海外では屋内禁煙は当然だが、屋外ではOKであるし、灰皿のついたごみ箱はそこら中にある。

まあ、我が国はごみ箱自体が少ないというのもあるが、煙草自体、自宅であったとしても吸えなくされそうな状況である。

屋外の喫煙所も、撤去されて久しい。まったく禁煙ファシズムである。

余談であった。

15世紀に新大陸からヨーロッパ人によって拡散されたタバコは、1600年代には日本に到達した。

当時の人間はほとんど農民であるから、当然農民が煙草を愛用した。酒と違って酩酊せず、作業の隙間隙間に体を助けてくれる嗜好品は、ありがたいものだったろう。

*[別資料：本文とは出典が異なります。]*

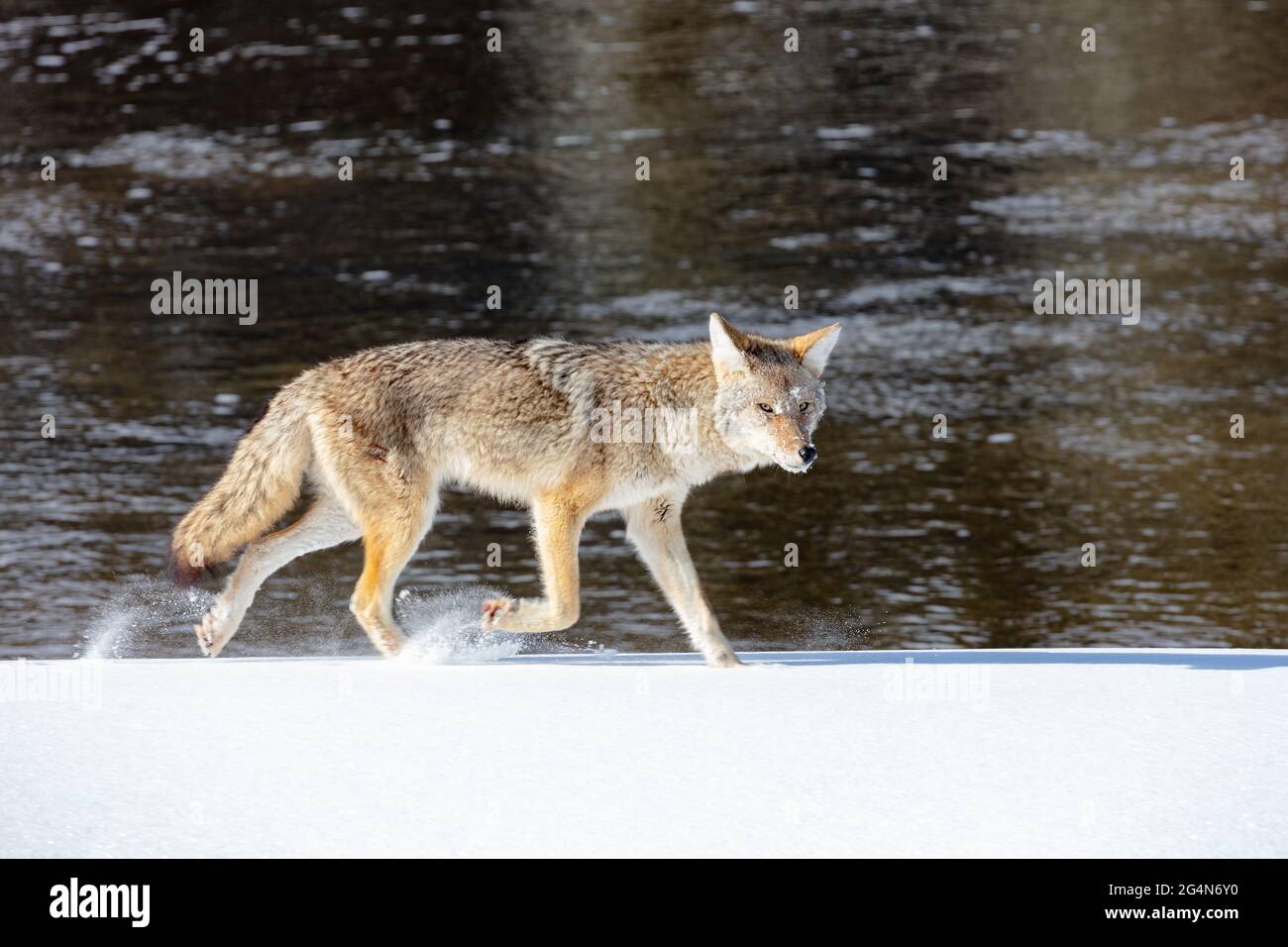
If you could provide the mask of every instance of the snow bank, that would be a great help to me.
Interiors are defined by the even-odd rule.
[[[1283,652],[748,660],[3,662],[0,856],[1288,856]]]

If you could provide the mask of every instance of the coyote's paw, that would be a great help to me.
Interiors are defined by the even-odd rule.
[[[501,616],[514,608],[514,604],[513,598],[488,599],[483,603],[483,618],[479,621],[479,627],[484,631],[495,631]]]
[[[228,644],[236,629],[229,627],[228,611],[215,606],[206,612],[200,625],[192,626],[192,630],[197,633],[197,647],[201,648],[201,653],[215,657]]]
[[[707,655],[707,667],[746,667],[737,655],[732,651],[720,651],[715,655]]]

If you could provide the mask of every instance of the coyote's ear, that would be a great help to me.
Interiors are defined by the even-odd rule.
[[[720,313],[711,313],[711,361],[716,366],[716,376],[747,371],[747,336],[730,326]]]
[[[823,368],[827,367],[827,357],[832,354],[832,347],[836,345],[838,338],[841,338],[841,323],[835,322],[827,329],[819,329],[817,332],[797,335],[788,344],[810,375],[823,378]]]

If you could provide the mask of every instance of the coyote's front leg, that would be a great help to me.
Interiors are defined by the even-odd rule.
[[[581,579],[577,542],[586,522],[587,504],[567,493],[538,497],[532,505],[537,559],[541,562],[541,598],[492,599],[483,603],[482,627],[487,631],[563,631],[581,613]]]
[[[689,558],[689,548],[680,527],[683,505],[684,495],[674,493],[623,509],[626,535],[662,586],[662,593],[680,616],[689,640],[702,652],[707,664],[712,667],[737,667],[742,661],[720,631],[720,622],[707,604],[707,597],[702,594],[698,572]]]

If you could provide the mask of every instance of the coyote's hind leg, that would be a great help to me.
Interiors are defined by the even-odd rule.
[[[242,553],[237,569],[229,576],[215,604],[210,607],[200,625],[193,625],[201,652],[207,657],[215,657],[224,649],[237,634],[242,616],[255,599],[259,586],[282,566],[305,553],[355,539],[358,527],[349,519],[340,502],[334,496],[322,493],[296,522],[251,542]]]
[[[533,536],[541,562],[544,595],[538,599],[493,599],[483,603],[486,631],[563,631],[581,613],[577,542],[589,502],[568,493],[550,493],[532,505]]]
[[[363,519],[366,559],[358,586],[349,599],[349,611],[376,646],[376,651],[385,657],[402,651],[404,642],[394,622],[394,582],[429,531],[437,505],[438,492],[431,488],[420,515],[371,515]]]

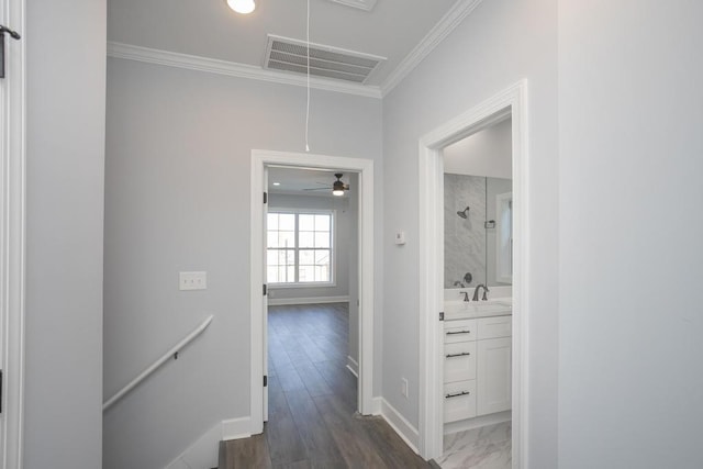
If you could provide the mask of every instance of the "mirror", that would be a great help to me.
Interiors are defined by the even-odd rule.
[[[444,149],[444,286],[512,283],[510,119]]]

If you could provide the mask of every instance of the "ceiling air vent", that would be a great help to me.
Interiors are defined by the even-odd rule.
[[[364,83],[384,57],[310,43],[310,75]],[[265,68],[308,74],[304,41],[268,36]]]
[[[358,8],[360,10],[371,11],[376,7],[376,0],[330,0],[335,3],[346,4],[347,7]]]

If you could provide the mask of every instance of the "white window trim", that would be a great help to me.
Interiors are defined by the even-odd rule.
[[[300,214],[321,214],[321,215],[332,215],[332,233],[330,235],[330,250],[331,254],[331,263],[332,268],[330,269],[331,280],[328,282],[267,282],[268,288],[270,290],[288,290],[288,289],[299,289],[299,288],[334,288],[337,286],[337,211],[335,209],[299,209],[299,208],[281,208],[281,206],[271,206],[268,210],[268,213],[294,213],[297,215]],[[267,230],[268,232],[268,230]],[[267,246],[268,249],[268,246]],[[295,223],[295,250],[299,250],[298,247],[298,223]],[[295,268],[298,268],[298,258],[295,261]]]

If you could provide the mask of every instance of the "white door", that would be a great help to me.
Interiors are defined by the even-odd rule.
[[[477,348],[477,415],[507,411],[512,391],[512,338],[479,340]]]
[[[24,261],[24,0],[0,0],[4,78],[0,78],[0,469],[22,467]],[[14,36],[14,37],[13,37]]]
[[[267,257],[268,257],[268,167],[264,167],[264,188],[266,190],[264,197],[264,253],[261,263],[264,263],[264,278],[261,281],[266,286],[266,294],[264,295],[264,376],[266,377],[266,386],[264,387],[264,422],[268,422],[268,279],[267,276]]]

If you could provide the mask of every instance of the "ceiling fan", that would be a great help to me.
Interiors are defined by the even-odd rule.
[[[319,185],[323,185],[324,187],[308,188],[308,189],[303,189],[303,190],[330,190],[330,189],[332,189],[332,194],[333,196],[344,196],[344,191],[349,190],[349,185],[345,183],[342,180],[342,176],[344,176],[342,172],[335,172],[334,177],[337,178],[337,180],[332,183],[332,187],[330,187],[328,185],[324,185],[322,182],[316,182]]]

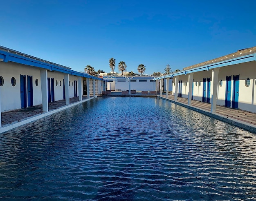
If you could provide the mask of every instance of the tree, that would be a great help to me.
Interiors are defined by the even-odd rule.
[[[132,71],[131,71],[130,73],[128,73],[126,75],[127,76],[135,76],[136,74],[133,72]]]
[[[103,71],[103,70],[100,70],[99,69],[98,70],[98,71],[95,72],[95,76],[98,76],[99,75],[100,73],[105,73],[105,71]]]
[[[93,67],[90,65],[87,65],[85,66],[84,71],[90,75],[94,76],[95,74],[95,69]]]
[[[144,64],[140,64],[138,67],[138,71],[142,75],[146,70],[146,66]]]
[[[164,74],[166,75],[167,74],[170,74],[172,71],[171,68],[169,64],[167,64],[165,67],[165,68],[164,69]]]
[[[153,72],[152,76],[161,76],[161,72]]]
[[[118,63],[118,69],[122,71],[122,75],[124,75],[124,71],[126,69],[127,67],[125,62],[124,61],[120,61]]]
[[[112,71],[112,72],[114,73],[114,69],[116,67],[116,60],[113,57],[109,59],[109,67]]]

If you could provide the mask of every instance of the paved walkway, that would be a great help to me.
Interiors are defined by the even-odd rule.
[[[166,99],[165,94],[163,94],[162,97]],[[168,98],[167,99],[170,100],[172,102],[175,102],[174,101],[174,96],[169,95]],[[193,107],[195,109],[202,110],[208,113],[211,113],[211,105],[210,103],[206,103],[192,100],[191,105],[188,105],[187,98],[181,97],[178,97],[177,103],[180,103],[187,107]],[[195,110],[196,110],[196,109]],[[233,124],[244,127],[244,128],[247,128],[246,127],[248,125],[252,127],[251,128],[253,130],[254,132],[256,131],[256,113],[217,105],[216,113],[215,114],[221,117],[221,120],[229,123],[231,123],[230,121],[234,121],[236,122],[244,123],[245,125],[245,127],[240,126],[239,125],[233,123]],[[226,120],[225,119],[225,118]],[[228,120],[229,121],[227,121]],[[232,122],[231,123],[232,123]],[[255,129],[253,129],[254,127],[255,128]],[[249,130],[250,130],[251,129],[249,129]]]
[[[92,96],[91,96],[92,97]],[[82,96],[82,100],[84,100],[87,98],[87,96]],[[71,98],[70,98],[70,104],[79,101],[79,97]],[[50,103],[48,105],[49,111],[53,110],[66,105],[66,102],[64,100]],[[26,108],[16,109],[6,112],[2,113],[2,125],[10,124],[16,121],[19,122],[27,117],[32,116],[36,114],[39,114],[43,113],[43,106],[42,105],[35,106],[29,107]]]

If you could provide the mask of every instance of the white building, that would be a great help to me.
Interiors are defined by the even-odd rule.
[[[256,47],[184,68],[161,76],[172,78],[173,95],[256,112]]]
[[[118,74],[103,77],[103,79],[107,81],[108,89],[111,89],[111,91],[126,91],[129,90],[129,87],[130,90],[136,91],[155,91],[158,81],[154,80],[155,78],[149,75],[124,76]],[[169,91],[172,91],[171,80],[169,85]],[[165,89],[166,87],[166,83],[165,83]]]
[[[49,103],[65,99],[69,105],[74,97],[81,100],[84,82],[94,96],[103,90],[101,78],[0,46],[1,112],[41,104],[47,112]]]

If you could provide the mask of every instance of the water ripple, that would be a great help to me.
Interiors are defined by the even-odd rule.
[[[256,199],[255,134],[158,98],[92,100],[0,148],[2,199]]]

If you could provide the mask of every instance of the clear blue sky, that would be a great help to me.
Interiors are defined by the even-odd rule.
[[[77,71],[173,70],[256,46],[256,1],[8,0],[0,45]]]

無論嗜好品は高価だったからそんなに吸えない云々の話はあろう、しかし日本でも茶などと並んでたびたび禁令が出ていたことと、酒よりも農民が作りやすいというところからも、ある程度、使用できていたのは確かであろう。そう、広い範囲でである。

タバコというのも、いろいろある。

水タバコ、紙タバコ、嗅ぎタバコ、葉巻、パイプ、煙管、など地域によってさまざまである。

ただ、酒と一つ違うのは、それが世界中で普遍的だったものではなく、むしろ異文明との交流の中で急速に広まったことであろう。

私も、ヘビースモーカーとして、一通り、いろいろ試したことがある。

最も好きなのがパイプ類、愛用はコーンパイプと煙管である。

しかし、もっぱら今私が吸うのは残念ながら紙巻かプルームテックである。

理由は簡単、日本人にとって、煙草を吸う時間すら、ゆとりのない・労働に追いやられる中でとれないからである。紙巻だって、燃焼時間の長いアメリカンスピリッツなどは吸ってられないという人が大半であろう。いわんやほかの手段など・・・・嗜好品が嗜好品としてしっかりと楽しむ事さえ、この強度の資本主義体制ではできないのである。

昔は、働きながら吸えてたから、そうでもなかったというつもりはない。むしろ、現代にそんなことはできないだろう、しかし、紙巻きたばこの革新性はこの、旧時代の仕事をしながら吸えるということである。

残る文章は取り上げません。